Jonathan Stoler | How much Javascript can we write without using English?

Like all the best things in life, this post is inspired by a silly joke:

Crimes,

@agafnd@www.librepunk.club

what programming language did web browsers use a long time ago, in a galaxy far, far away

Jabbascript

This got me thinking, how much of the Javascript language can we bootstrap in Javascript without writing any English? Or, taken to the extreme, how far can we get in Javascript without typing a single letter? That means no keywords, no identifiers, no alphabetical characters in strings, etc. As it turns out, we don't need numbers either.

My original plan was to create a "dialect" of Javascript where all the keywords were redefined in Huttese, to satisfy the joke... but turns out Huttese doesn't have words for things like "function" or "array." I'm compromising to use English identifiers for all the language constructs. To make it clear, all my identifiers will start with $ and be ALL_CAPS. Temporary variables will also start with $ but will be lower_case.

You can imagine everything being named like $_ or $__ to satisfy the rules, but that would be impossible to decipher, so we're going with readable names. Just remember, the dollar sign means it's just a variable binding and could be exchanged for an entirely different name without breaking anything.

Step 0: Building Blocks

Where do we even begin with this? What can we create with no letters or numbers? Actually, quite a bit.

// === Things we can create in JS without letters or numbers ===

// == Strings ==
// empty string (VERY useful)
""
// string with non-alphanumeric characters (not useful)
"[]{}()$!_"

// == Regular Expressions ==
// regular expression with non-alphanumeric characters (not useful)
/_/

// == Arrays ==
// empty array
[]
// array of other items listed here (not useful)
[[], {}]

// == Objects ==
// empty object
{}
// object with non-alphanumeric keys (not useful)
{["[]"]: []}

// == Functions ==
// anonymous arrow functions (VERY useful)
() => {}
// we can even use parameters if we want to (not useful)
($_, $__) => { $_ + $__ }

// == Operations ==
// (most of these are unused, or equivalent for our needs)
// +, -, *, /, %, **
// >>, <<
// [] indexing
// !, |, &, ^, ~
// !=, ==, ===
// >, <, >=, <=
// = assignment (var is implied, but beware global scope)

Step 1: Booleans

The easiest things to construct from nothing are the booleans. Just use an equality check.

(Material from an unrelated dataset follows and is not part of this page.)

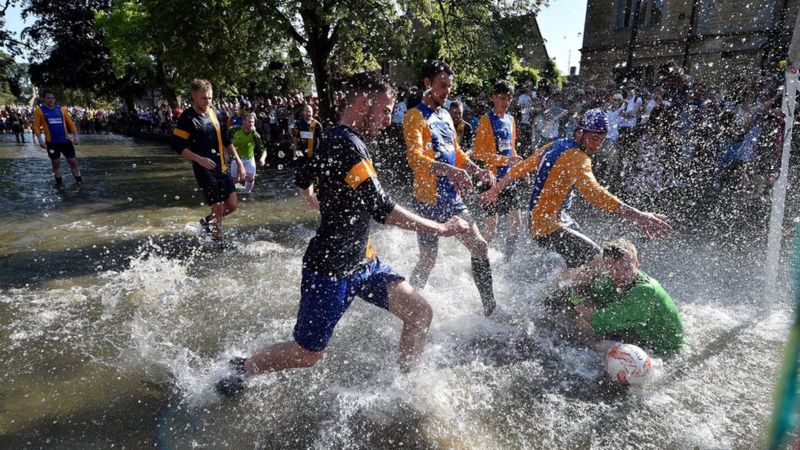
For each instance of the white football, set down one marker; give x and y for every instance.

$FALSE = [] === []; // => false
$TRUE  = !$FALSE;  // => true

Interestingly, we start with false here because [] !== [] and {} !== {}. Objects, which include arrays, regexps, and functions - the only primitives we have access to - are compared by reference, not by value.

We could create true directly using something like $tmp = {}; $tmp == $tmp but why use an assignment if we don't have to? (See note about global scope above!)

Step 2: Undefined

Easy, just access a property that doesn't exist. Like true in true.

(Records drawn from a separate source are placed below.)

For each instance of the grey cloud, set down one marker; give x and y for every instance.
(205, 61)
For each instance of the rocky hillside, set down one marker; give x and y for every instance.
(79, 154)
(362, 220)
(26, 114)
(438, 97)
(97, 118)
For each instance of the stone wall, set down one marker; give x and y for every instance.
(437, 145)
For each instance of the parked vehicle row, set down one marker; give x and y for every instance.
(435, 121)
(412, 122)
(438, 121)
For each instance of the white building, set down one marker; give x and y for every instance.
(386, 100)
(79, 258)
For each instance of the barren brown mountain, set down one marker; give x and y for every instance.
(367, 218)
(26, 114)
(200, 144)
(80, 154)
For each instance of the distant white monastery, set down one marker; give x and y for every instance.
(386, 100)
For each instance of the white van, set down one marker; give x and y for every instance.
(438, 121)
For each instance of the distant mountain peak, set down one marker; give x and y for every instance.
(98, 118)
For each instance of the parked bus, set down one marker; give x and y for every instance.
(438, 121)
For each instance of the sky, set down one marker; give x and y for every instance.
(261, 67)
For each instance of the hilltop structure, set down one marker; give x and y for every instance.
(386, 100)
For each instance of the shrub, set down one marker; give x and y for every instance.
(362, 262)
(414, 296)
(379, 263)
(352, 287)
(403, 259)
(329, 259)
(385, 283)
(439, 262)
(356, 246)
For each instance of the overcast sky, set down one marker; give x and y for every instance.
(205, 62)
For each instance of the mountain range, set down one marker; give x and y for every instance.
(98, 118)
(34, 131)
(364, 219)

$UNDEFINED = $TRUE[$TRUE]; // => undefined

Step 3: Numbers

We can convert our booleans into numbers - false will coerce into 0 and true will coerce into 1. We can force this coercion using a unary operator.

$ZERO = +$FALSE; // => 0
$ONE  = +$TRUE;  // => 1

From there, we can create any number we want:

$TWO = $ONE + $ONE;
$THREE = $TWO + $ONE;
// etc

The highest number we need to use for the rest of this procedure is 6.

We can also create NaN and Infinity, though we don't actually need either.

$INFINITY = $ONE / $ZERO;  // => Infinity
$NAN      = $ZERO / $ZERO; // => NaN

Note: from now on, I will be using number literals in values and strings. I've proven I can create any number, so this is done for readability purposes.

Step 4: Null

null is the last primitive value we need to obtain, and it's also the hardest. Unlike the other primitives, null can only be obtained by creating a function that returns null. We can't use type coercion to get null and there are no built-in functions that return it.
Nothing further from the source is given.